Auch der Kirchenvater Tertullian schreibt von diesen Liebesmahlen der alten Kirche auf Grundlage der Einsetzung des Abendmahls – das geschah nämlich beim Essen! «Die ersten 300 Jahre fand das Christentum vor allem am Esstisch statt», weiss Verlon Fosner von den «Community Dinners» in Seattle, der Tertullians Schriften zur Grundlage nimmt.
Abseits sozialer Barrieren
Was ist das Besondere an diesen Treffen? Wenn eine bunt gemischte Gruppe bewusst zusammenkommt, um ein gemeinsames Bedürfnis zu stillen und Gottesdienst zu feiern, dann muss man einfach akzeptieren, dass jeder etwas anderes braucht und dass jeder etwas anderes erlebt hat, sonst geht das nicht. Der Apostel Paulus rügte die Gemeinde in Korinth, weil sie Unterschiede zwischen Arm und Reich machte und so die Ungleichheit kultivierte: Die Armen wurden nicht satt, andere betranken sich – so wurden in der Gemeinde die Unterschiede zementiert, anstatt Einheit zu fördern (1. Korinther, Kapitel 11, Verse 17–34).
Die heutigen Esstisch-Kirchen wollen die verbindende Wirkung des «Herrenmahls» über soziale Barrieren hinweg wieder aufgreifen, um dem grossen Ziel der Einheit im Leib Christi näherzukommen.
«Miteinander essen zeigt, dass wir nach Einheit streben»
«Wir sagen, dass wir Abendmahl feiern – warum nicht konkret und greifbar?» Alex Raabe ist Pastor beim «Table of Mercy» (Tisch der Gnade) in Austin, Texas. «Das Essen ernährt unseren Körper, aber es wird zum geistlichen Lebensmittel, und was dadurch entsteht, das kann man auch ausserhalb der Gemeinde sehen und greifen.»

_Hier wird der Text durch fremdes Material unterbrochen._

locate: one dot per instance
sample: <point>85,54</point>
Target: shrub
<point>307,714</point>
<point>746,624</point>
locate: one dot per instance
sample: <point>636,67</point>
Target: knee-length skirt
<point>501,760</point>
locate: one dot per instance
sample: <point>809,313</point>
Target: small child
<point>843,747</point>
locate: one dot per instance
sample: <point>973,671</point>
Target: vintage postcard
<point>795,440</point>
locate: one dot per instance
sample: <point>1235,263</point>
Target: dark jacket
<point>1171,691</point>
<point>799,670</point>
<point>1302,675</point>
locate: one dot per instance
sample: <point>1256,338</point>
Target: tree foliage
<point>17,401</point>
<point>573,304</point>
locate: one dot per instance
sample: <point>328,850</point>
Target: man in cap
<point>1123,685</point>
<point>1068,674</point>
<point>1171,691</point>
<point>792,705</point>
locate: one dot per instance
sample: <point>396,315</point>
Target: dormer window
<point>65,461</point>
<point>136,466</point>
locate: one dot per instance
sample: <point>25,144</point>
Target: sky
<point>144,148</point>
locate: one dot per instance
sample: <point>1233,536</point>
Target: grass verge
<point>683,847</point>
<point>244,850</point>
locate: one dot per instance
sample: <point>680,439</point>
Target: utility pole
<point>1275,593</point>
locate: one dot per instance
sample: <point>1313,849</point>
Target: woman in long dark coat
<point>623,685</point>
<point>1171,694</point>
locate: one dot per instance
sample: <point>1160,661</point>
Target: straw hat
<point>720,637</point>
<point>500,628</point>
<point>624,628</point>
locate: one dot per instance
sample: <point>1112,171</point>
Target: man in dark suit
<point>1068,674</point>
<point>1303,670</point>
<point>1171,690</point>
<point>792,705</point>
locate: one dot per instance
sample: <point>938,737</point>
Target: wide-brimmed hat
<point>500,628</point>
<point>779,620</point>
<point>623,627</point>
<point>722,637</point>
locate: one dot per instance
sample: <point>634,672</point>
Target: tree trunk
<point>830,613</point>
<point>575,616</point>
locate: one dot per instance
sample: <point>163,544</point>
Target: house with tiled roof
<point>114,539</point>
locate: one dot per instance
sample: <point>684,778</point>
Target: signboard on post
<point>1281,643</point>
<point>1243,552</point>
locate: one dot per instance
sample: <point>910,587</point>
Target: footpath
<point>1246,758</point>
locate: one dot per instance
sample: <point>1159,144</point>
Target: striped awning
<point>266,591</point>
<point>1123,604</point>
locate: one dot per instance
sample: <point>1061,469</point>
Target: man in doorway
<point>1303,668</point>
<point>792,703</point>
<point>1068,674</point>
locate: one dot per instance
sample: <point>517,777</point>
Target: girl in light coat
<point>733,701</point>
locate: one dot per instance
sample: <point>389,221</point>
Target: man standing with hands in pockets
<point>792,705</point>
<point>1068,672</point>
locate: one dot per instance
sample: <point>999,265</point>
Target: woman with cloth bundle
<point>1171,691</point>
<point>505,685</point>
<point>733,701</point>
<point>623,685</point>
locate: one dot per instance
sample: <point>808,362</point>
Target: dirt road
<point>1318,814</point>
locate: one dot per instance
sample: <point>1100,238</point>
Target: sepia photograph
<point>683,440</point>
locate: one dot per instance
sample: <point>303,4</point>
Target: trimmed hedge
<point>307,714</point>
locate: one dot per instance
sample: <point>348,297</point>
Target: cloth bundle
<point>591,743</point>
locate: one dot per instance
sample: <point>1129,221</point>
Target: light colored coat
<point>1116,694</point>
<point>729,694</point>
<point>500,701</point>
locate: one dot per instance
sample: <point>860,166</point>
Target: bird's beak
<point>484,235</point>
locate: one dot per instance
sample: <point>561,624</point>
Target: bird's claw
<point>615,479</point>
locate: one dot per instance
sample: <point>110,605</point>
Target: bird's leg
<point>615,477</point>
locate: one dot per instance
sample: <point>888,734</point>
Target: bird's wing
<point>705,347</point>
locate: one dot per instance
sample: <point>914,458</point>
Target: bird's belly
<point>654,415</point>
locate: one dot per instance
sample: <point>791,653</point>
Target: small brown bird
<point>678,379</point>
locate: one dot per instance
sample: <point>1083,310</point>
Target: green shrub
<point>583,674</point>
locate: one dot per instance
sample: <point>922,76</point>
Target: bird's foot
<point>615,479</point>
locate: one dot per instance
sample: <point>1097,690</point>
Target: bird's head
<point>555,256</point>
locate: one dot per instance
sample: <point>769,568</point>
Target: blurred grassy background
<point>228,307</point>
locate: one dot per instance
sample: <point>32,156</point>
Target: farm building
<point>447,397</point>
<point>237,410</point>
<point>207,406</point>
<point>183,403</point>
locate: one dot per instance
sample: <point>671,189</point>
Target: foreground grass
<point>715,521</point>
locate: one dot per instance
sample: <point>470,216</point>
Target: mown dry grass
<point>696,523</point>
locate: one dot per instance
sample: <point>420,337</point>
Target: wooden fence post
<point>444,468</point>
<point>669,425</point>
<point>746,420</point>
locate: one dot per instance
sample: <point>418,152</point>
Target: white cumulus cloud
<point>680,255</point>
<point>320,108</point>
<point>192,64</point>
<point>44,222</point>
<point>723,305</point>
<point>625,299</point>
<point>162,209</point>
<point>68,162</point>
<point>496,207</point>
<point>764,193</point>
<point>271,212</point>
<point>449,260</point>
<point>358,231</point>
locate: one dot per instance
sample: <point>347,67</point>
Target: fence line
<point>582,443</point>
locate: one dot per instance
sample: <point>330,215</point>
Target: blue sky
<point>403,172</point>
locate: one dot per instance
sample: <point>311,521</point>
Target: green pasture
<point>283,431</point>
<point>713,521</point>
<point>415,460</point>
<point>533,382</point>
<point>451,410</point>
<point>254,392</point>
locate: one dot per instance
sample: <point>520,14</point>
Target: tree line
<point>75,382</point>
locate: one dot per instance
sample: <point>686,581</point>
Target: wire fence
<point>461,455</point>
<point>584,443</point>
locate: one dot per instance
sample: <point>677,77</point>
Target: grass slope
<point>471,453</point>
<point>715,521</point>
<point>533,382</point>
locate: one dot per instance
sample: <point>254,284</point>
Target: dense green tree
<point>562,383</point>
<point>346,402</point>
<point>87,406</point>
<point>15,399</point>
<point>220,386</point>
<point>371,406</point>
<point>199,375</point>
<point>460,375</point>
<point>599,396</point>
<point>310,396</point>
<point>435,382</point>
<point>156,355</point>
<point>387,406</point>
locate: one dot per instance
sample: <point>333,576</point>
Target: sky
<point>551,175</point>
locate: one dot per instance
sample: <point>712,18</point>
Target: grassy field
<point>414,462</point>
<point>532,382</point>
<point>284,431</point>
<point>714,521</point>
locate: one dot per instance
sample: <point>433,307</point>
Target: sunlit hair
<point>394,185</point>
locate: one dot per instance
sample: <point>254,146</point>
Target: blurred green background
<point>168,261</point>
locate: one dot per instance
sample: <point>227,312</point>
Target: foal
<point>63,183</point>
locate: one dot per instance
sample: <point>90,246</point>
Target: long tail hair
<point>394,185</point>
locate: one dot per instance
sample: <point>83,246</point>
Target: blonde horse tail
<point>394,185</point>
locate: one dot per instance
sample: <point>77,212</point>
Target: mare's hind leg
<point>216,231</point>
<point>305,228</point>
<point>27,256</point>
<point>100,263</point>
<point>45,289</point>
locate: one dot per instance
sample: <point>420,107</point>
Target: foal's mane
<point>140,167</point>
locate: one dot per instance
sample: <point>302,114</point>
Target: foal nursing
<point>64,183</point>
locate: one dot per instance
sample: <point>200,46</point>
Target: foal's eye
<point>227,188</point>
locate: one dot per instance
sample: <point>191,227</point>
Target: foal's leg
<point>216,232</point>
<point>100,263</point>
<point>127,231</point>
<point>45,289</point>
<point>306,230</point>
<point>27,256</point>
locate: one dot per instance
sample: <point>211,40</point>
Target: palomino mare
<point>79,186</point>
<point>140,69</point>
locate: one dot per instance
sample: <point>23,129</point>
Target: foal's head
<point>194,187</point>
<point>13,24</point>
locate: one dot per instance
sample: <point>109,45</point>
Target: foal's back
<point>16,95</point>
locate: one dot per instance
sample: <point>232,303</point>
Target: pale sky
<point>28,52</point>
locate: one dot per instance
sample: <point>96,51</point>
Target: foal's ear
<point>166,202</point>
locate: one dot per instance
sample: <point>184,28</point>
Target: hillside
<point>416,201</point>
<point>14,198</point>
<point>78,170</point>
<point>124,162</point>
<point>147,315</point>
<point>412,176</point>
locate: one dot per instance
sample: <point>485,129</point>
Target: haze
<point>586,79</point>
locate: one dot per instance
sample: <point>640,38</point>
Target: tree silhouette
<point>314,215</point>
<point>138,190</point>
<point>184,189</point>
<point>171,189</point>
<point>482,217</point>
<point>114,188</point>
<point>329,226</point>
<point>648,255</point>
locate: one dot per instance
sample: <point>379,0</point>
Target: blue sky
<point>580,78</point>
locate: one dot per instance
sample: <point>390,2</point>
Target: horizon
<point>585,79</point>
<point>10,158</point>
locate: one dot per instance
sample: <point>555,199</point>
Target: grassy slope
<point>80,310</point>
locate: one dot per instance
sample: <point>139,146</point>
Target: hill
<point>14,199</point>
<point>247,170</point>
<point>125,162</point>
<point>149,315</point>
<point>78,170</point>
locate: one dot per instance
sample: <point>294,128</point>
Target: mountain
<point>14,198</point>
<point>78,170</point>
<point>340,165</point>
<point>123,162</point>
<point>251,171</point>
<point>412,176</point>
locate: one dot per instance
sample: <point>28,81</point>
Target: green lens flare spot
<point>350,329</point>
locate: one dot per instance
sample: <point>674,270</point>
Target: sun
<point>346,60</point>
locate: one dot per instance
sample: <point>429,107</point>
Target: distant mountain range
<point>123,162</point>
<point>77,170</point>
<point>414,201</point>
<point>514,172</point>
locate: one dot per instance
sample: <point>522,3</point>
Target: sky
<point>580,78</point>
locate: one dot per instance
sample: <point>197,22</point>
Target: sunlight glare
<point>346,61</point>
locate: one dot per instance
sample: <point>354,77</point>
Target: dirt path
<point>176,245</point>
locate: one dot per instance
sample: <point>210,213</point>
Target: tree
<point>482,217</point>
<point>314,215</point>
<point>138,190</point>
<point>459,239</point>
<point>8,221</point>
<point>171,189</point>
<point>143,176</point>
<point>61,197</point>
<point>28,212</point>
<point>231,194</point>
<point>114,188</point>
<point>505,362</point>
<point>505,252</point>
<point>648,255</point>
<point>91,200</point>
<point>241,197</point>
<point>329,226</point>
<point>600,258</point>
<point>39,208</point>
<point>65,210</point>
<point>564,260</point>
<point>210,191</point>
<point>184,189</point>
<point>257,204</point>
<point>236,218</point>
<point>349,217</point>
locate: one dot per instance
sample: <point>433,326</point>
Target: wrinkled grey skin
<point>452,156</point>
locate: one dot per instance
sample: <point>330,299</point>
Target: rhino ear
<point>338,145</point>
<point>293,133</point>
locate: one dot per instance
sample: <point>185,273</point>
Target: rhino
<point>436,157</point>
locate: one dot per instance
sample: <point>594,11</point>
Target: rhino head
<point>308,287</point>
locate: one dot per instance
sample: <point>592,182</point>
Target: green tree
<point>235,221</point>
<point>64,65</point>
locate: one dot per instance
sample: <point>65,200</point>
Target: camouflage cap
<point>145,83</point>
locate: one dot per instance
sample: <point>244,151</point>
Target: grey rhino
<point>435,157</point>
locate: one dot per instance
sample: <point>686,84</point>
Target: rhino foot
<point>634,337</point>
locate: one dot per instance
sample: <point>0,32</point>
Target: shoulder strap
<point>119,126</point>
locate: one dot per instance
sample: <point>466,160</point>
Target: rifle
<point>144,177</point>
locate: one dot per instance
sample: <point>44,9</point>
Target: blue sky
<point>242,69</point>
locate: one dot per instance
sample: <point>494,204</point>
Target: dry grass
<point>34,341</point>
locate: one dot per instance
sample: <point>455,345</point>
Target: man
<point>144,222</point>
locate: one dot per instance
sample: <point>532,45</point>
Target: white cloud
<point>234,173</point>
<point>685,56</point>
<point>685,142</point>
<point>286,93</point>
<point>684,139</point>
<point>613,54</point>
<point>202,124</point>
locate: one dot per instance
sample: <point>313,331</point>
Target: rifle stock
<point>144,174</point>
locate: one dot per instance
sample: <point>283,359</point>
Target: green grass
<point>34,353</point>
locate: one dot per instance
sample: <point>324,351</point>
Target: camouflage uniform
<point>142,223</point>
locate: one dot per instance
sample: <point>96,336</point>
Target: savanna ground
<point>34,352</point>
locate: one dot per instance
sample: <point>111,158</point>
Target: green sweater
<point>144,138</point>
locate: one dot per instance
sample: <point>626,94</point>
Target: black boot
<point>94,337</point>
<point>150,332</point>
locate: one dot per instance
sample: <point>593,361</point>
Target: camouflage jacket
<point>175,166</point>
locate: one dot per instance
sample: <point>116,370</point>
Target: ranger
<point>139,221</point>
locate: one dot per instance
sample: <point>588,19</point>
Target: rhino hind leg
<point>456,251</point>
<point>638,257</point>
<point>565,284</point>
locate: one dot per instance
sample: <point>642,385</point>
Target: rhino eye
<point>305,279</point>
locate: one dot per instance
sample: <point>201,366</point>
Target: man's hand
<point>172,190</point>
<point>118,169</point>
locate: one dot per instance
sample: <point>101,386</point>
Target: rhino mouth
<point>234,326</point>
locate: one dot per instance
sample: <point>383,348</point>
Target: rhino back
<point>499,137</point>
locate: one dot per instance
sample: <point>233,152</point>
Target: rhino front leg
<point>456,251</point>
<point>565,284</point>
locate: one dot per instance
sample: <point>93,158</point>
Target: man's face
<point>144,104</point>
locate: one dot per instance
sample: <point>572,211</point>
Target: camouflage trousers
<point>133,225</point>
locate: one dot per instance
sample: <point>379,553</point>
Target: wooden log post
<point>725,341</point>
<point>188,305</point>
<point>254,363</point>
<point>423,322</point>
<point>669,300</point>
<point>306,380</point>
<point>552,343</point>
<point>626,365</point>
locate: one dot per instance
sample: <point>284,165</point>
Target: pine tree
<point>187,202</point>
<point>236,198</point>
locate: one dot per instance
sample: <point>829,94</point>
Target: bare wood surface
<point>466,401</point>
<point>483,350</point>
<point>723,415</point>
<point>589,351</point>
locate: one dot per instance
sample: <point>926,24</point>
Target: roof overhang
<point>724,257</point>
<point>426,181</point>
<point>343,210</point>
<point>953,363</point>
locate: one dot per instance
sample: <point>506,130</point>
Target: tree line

Natürlich gibt es am Kirchen-Esstisch auch Meinungsverschiedenheiten; das hindert aber das Brotbrechen und die gemeinsame Anbetung nicht. «Beim Essen geht das», sagt ein Teilnehmer der «Simple Church» (Einfache Kirche) in Grafton, Massachusetts. «Es fühlt sich so normal an. Wenn du an einem leeren Tisch sitzt, dann ist das wie bei einer Besprechung, und man denkt mehr daran, dass der andere erfolgreicher ist oder ärmer als man selber. Aber beim Essen erinnert man sich an Mahlzeiten mit Freunden oder am Familientisch, das ist ein schönes Gefühl, und ich glaube, dass man dann seine Maske eher fallen lässt.»
Jede Gemeinde hat ihre eigene Art «Kirche am Esstisch» gefunden, je nach Gemeindeverband und örtlichen Gegebenheiten, aber alle schaffen es, in der Unterschiedlichkeit der Einzelpersonen nach Einheit zu streben. «Wenn es mir über den Kopf wachsen will», sagt Zach Kerzee, Pastor der «Simple Church», «dann denke ich daran, dass ich letztlich nur den Rahmen für ein Abendessen biete.»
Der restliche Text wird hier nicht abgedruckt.